Demystifying the struggles of adopting AI in the Manufacturing Sector
“For half of the businesses in the Manufacturing sector, AI adoption is still an unexplored area with a hand full of complex workflows and a mind full of uncertain queries.”
A recent study conducted by the MAFI Foundation revealed that only 5% of manufacturing firms have succeeded in identifying AI opportunities and have a roadmap ready to capitalize on their business. Within this context, it pays to identify the reasons for lower AI adoption rate in the manufacturing sector and how advancement in AI practice is helping to change this narrative to embrace technological change.
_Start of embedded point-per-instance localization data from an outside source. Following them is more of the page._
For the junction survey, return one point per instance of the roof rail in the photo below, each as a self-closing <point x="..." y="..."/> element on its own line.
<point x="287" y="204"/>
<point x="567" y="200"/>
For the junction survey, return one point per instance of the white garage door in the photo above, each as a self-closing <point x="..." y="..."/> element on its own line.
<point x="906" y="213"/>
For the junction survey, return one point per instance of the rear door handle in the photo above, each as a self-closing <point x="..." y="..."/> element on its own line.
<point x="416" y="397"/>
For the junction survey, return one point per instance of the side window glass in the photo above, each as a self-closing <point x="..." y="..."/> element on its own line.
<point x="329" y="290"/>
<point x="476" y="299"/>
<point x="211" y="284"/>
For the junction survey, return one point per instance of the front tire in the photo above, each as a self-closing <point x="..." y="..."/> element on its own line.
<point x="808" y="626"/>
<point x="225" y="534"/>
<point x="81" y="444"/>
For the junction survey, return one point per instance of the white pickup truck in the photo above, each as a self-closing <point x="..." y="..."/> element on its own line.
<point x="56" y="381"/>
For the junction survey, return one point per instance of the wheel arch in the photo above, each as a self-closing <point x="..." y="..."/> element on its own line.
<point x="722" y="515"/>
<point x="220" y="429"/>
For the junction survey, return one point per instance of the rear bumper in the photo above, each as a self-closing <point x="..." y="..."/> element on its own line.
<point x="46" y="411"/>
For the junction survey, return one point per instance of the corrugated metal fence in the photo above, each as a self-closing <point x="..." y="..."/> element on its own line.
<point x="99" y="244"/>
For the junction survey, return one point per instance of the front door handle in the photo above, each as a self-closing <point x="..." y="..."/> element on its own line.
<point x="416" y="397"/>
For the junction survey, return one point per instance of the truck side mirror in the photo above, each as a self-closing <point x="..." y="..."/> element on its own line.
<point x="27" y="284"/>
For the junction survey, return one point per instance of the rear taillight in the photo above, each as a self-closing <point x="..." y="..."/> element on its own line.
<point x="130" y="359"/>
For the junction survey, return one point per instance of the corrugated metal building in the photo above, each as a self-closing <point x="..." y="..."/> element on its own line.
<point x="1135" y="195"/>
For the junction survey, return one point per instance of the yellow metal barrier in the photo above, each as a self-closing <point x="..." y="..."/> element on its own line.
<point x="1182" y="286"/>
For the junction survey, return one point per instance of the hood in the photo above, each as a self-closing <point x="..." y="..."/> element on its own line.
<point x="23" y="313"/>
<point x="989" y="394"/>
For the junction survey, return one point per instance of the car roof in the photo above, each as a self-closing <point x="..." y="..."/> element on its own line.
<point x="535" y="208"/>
Top 3 reasons for the lower AI adoption rate in the Manufacturing sector
- Lack of identifying organizational imperatives: It is an accepted truism that people are at the center of executing any strategic vision, but such a truism holds only when a vision exists in the first place. In the current scenario, over half of the firms in the manufacturing sector have indicated that they do not even have a plan underway to integrate AI into their value creation paradigm. Thus, leaders in the manufacturing sector can use this opportunity to step up and create a new vision to take their business to the next level.
- Solution approach: The effort might require the businesses to invest in capacity building, training, confronting the organization’s culture, striking out and finding new partnerships, and creating plans for their data assets. The result, however, will be a nimble but data-driven organization with an upgraded arsenal of analytical tools can succeed even under the most challenging conditions.
- Underlining mismatch and expectation in the AI adoption process: The second piece of the puzzle centers around the mismatch in expectations on AI within the manufacturing sector. Expectations on how AI can be developed and implemented within manufacturing companies in the current scenario can vary widely, from the realm of excessive optimism to the realm of complete pessimism. Meanwhile, the domain of AI itself continues to evolve rapidly, with new infrastructures and services coming to life, thanks to the competition between a dazzling array of technology players across the world. Solution approach: There is a growing need for Analytics Translation across organizations, where the expertise needs to understand and communicate advanced analytical insights to a variety of stakeholders to become a key factor towards successful AI adoption. Such translators may emerge within or outside of the organization and bridge the gap between mathematics, cutting edge computing, and the business’ balance sheet. Their enduring value comes through shaping a data-driven culture that eventually enables new paradigms of decision making for firms.
- Ability to create and sustain the value proposition: The third reason revolves around the context. Any tool or any decision can only be useful and applied correctly when it suffices the context. The success of AI adoption within different manufacturing firms depends upon the ability to create and sustain value right from the beginning. Moreover, it requires the right data to be matched with a certain problem before the right solution makes an appearance. Solution approach: Given that differential levels of technical debt accumulate within firms over years, integration of efforts with in-house systems and the seamless interlinking of data flows would enable a fluid adoption of AI to be highly contextual. Moreover, it requires an understanding of the business that would go beyond traditional management consulting or general IT-based solution offerings.
For any growing business in the manufacturing sector to accelerate AI deployment, the right partnerships that are built on a shared contextual understanding will go a long way in mitigating any adoption risks for AI. Thus, identifying the pain-points and finding a solution to the technological problems using an AI mindset is paramount and can do wonders to scale bigger in the manufacturing business.